Kevin Barry, writing in “The Gaatch,” points to where establishment prejudice invariably leads: “On Thursday mornings I attended the sittings of Limerick District Court. I did the courts for a couple of years, and I can’t remember ever hearing a working-class defendant’s word taken over the word of a guard. You could predict with high accuracy the forthcoming judgements from the look of the defendant taking to the witness stand. If he or she had a working-class kind of gaatch to them—as we’d say in Limerick, meaning that they carried themselves in a certain way, dressed in a certain way, spoke in a certain way—they would very likely be found guilty.”
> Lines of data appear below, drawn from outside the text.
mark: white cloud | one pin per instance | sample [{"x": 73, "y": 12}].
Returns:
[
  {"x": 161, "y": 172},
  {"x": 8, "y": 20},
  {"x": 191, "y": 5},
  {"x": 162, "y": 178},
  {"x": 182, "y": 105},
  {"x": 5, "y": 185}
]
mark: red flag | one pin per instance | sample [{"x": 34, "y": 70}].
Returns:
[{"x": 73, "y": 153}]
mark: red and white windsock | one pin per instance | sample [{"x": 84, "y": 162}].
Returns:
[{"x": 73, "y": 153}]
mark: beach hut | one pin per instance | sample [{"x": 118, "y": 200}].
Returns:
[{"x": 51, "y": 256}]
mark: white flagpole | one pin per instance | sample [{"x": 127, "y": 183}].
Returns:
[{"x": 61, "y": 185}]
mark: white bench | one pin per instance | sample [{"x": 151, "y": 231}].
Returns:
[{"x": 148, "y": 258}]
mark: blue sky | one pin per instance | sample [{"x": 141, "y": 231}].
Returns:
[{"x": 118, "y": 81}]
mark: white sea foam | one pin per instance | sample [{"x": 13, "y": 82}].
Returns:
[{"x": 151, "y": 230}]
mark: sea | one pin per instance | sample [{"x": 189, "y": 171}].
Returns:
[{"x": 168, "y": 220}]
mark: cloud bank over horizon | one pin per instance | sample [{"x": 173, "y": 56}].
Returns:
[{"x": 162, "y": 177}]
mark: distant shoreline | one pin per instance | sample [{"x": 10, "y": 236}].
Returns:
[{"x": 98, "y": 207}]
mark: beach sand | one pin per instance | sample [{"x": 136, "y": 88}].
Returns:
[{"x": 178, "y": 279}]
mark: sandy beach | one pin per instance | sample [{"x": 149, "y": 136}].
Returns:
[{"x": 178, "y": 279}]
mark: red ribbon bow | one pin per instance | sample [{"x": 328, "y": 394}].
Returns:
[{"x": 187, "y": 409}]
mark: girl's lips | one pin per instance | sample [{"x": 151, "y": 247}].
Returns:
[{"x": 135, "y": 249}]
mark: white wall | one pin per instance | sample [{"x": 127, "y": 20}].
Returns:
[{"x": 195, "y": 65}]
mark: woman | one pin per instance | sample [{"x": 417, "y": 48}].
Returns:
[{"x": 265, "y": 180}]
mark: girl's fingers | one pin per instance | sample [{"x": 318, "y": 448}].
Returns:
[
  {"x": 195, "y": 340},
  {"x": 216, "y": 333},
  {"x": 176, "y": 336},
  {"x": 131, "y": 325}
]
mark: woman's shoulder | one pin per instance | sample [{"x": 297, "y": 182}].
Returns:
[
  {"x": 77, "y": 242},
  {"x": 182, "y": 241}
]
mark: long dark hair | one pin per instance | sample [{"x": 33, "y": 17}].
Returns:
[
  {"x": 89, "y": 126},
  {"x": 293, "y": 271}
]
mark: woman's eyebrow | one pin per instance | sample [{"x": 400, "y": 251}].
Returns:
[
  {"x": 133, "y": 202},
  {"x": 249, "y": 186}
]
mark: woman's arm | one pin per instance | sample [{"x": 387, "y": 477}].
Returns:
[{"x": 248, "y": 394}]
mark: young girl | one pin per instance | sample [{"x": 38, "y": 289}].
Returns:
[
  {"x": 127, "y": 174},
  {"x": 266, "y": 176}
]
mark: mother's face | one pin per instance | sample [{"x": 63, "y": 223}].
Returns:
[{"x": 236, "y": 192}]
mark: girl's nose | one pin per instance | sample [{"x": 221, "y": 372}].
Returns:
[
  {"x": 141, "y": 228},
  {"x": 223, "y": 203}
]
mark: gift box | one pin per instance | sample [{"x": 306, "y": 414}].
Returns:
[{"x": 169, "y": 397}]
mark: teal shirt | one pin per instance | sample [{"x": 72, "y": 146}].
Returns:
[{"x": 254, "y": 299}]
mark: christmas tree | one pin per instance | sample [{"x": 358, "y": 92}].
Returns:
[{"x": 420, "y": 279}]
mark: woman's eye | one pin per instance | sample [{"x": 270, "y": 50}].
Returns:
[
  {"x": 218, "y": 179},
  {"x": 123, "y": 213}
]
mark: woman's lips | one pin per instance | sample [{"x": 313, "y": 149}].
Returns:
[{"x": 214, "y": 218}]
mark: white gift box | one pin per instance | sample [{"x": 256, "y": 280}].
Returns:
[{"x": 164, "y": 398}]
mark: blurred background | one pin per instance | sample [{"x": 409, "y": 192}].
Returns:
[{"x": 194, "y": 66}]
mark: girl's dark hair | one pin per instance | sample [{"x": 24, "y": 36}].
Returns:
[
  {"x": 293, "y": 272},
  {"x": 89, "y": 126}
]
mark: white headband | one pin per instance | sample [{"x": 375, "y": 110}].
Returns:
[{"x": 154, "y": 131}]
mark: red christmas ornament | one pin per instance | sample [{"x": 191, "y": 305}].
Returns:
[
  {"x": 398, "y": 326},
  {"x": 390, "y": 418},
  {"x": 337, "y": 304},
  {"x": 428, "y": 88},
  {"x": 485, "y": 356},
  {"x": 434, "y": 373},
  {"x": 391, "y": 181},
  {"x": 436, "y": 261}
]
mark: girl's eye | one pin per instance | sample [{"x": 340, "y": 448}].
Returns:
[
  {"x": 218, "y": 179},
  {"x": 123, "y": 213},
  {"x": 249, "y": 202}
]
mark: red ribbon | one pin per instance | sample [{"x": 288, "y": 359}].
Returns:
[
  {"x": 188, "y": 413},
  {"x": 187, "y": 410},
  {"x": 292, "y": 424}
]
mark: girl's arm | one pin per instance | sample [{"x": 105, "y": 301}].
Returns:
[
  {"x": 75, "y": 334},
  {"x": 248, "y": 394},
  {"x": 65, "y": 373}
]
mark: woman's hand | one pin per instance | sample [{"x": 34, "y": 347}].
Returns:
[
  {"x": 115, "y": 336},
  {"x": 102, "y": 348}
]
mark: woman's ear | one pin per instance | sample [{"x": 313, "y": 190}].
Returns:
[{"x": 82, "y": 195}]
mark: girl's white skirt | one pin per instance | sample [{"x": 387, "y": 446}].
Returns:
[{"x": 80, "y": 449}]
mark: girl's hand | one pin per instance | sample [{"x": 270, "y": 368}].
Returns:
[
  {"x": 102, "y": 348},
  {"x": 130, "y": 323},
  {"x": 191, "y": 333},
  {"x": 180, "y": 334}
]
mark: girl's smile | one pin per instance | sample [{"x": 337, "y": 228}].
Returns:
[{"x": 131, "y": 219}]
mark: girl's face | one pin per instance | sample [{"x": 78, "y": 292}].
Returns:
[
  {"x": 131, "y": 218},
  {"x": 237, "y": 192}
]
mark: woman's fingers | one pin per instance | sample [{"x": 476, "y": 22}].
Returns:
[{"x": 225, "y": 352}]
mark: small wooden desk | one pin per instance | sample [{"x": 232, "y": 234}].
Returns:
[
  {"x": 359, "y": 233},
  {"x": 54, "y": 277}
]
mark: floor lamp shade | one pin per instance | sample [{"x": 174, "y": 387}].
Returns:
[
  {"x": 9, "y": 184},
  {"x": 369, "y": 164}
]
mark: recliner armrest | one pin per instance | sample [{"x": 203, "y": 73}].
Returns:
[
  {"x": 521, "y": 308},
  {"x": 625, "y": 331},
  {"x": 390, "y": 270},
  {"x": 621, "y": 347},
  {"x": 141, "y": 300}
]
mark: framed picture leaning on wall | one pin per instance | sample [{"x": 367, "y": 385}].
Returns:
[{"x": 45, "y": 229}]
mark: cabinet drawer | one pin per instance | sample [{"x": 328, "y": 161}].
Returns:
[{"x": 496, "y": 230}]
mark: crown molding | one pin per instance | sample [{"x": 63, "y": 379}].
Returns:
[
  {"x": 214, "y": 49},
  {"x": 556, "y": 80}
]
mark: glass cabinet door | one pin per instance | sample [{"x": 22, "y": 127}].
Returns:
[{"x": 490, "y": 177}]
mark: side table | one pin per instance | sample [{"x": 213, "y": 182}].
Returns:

Being presumed guilty because of belonging to the dispossessed is reiterated in Rosaleen McDonagh’s experience as one of the Travelling community.
And so, the importance of speech, dress, address and school appear time and again in these texts. The greatest part of these are memoir, or “faction.” Class barriers are seen and cited all the way. Education is viewed as a way out. Many of the writers describe the difficulty of pursuing a writing career.
In the introduction to From the Plough to the Stars we define: “Our understanding of ‘working class’ are those people who sell their labour power and share only marginally in the fruits of their labour. They create the basis of national wealth, yet their living conditions are frequently precarious. This includes the urban and rural proletariat, small farmers as a peripheral group, as well as the rising number of people in precarious employment, the homeless and the unemployed.”
In some of the texts you find a sense of solidarity and pride in class, the sense that surely poverty and lack of education are not the ultimate and eternal definition of working class, that this class has the potential to challenge the society that keeps it on the poverty line.
This strength, this process of liberation, is a hallmark of Maxim Gorky’s working-class writing. It envisages a society where there is little difference in income and living standard between the skilled industrial workers, farmers, and professionals. In this (socialist) society, being working class does not spell poverty, poor education, and neglect by society: it is entirely possible to be a working-class intellectual.
And it is important to know that it was in the USSR, later the other socialist countries, that working-class history and working-class art first became the subject of academic research. It is ignorant and damaging to be told that having achieved a university education, or working in the arts, means that one is no longer working class. It is important to bear this in mind when discussing “working class.”
The texts in The 32 deal with contemporary Ireland, the lived experience of the writers, ranging from the 1950s to 2020. Paul McVeigh has achieved a good balance of contributions from the Republic as well as the North. Here the sectarian prejudice against the Catholic population adds significantly to social inequality, as several contributors attest.
Regrettably, no texts in Irish are included. This would have paid necessary tribute to the long tradition of working-class writing in Irish. The exclusion of this tradition by the literary industry is shameful and needs to be challenged by those who have taken up the pen to put an end to social injustice.
Along with The Children of the Nation and From the Plough to the Stars, The 32 presents a differentiated image of what it means to be working-class in Ireland today. These three anthologies will be followed by a fourth publication by Culture Matters in November this year, Land of the Ever Young, a beautifully illustrated book of working people’s writing for children.